There is also evidence that it can make our lives more meaningful to examine what we did in the past and consider what we still want to do. This can be especially satisfying if done with others. With so many baby boomers entering old age together, we should be able to take advantage of numbers and common experiences to support each other through the challenges of aging. And if there are indeed delights that come with age, we can discover them together.
About My New Old Self
My Old Young Self used to work long hours. The economic downturn brought less work and lower pay, but somehow I was still working as hard as ever. After awhile I began to wonder how long I could keep drawing the last drops of water from this well. Would I manage to coast out the next few years and eventually accept underemployment as enforced semi-retirement?

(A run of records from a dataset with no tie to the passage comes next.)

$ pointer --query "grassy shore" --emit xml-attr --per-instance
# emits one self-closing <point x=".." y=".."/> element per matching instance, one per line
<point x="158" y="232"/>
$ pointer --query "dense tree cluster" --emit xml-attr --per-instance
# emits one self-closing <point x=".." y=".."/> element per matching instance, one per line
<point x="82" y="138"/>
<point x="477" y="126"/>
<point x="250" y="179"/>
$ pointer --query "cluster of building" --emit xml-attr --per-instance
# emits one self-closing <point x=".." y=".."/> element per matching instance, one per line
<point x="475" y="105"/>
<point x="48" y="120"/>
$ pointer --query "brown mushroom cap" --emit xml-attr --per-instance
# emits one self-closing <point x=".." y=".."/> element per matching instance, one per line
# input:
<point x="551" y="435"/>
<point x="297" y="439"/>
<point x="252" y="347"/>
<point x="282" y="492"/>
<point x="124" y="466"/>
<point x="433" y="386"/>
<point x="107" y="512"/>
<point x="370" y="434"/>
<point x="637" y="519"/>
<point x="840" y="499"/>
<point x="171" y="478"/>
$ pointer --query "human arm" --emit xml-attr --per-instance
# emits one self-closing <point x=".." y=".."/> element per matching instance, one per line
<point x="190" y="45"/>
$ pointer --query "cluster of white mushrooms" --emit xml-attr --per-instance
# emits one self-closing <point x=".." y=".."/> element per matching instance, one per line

Enough Half-Empty Glass questions. The Half-Full Glass approach might be to acknowledge that less, in terms of pressures, responsibilities and long hours, can mean more time and space for valuable reflection. Which could lead to finding new things I can and want to do. For the rest of my life. Whether it’s for pleasure or pay – ideally both.
In the meantime I’m busy testing that theory about these next years being the best ever. I’ll let you know how it’s working out.